Les données statistiques de la scolarisation des jeunes Autochtones au Canada indiquent que la majorité d’entre eux n’accèdent pas à la réussite au même niveau que les autres Canadiens et Québécois (Statistique Canada, 2016). La commission Vérité et réconciliation (2015) remet en question les systèmes éducatifs coloniaux. Elle appelle à la décolonisation de l’éducation par la transformation de ces systèmes à la faveur des élèves de culture et d’identité autochtones. Agir dans une perspective de décolonisation requiert des actions fondées sur la reconnaissance de l’égalité de tous les humains dans leur différence sociale et culturelle.
Si une pratique de décolonisation de l’éducation en milieu autochtone se développe depuis une trentaine d’années au Québec (Canada), en Araucania (Chili), un projet d’éducation interculturelle s’inscrit à l’agenda depuis aussi longtemps.

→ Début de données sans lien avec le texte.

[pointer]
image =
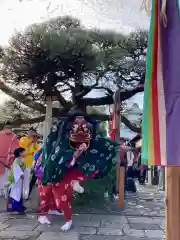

Les fondements de la démarche sont éthiques, politiques et épistémologique. Les discours et les pratiques peuvent être examinés selon trois perspectives : 1) une perspective de droits en référence à la Déclaration des droits des peuples autochtones, qui affirme l’égalité des droits dans la différence; 2) une perspective épistémologique qui met en évidence la réalité particulière de deux épistémès, l’un autochtone et l’autre euro-occidental; et 3) une perspective d’interculturalité : les acteurs en situations reconnaissent l’égalité des savoirs et connaissances en présence, dont le mode de construction, de transmission et d’acquisition fait référence à une culture particulière. Ces mêmes acteurs cherchent également à coconstruire un dialogue.
Dans une perspective de décolonisation, la réussite éducative et scolaire de tous les jeunes, autochtones et non autochtones, justifie et guide les prises de décision et les actions de tous les acteurs à tous les échelons institutionnels. Ce colloque propose d’expliciter le sens et d’explorer les défis de la décolonisation de l’éducation au Canada et au Chili.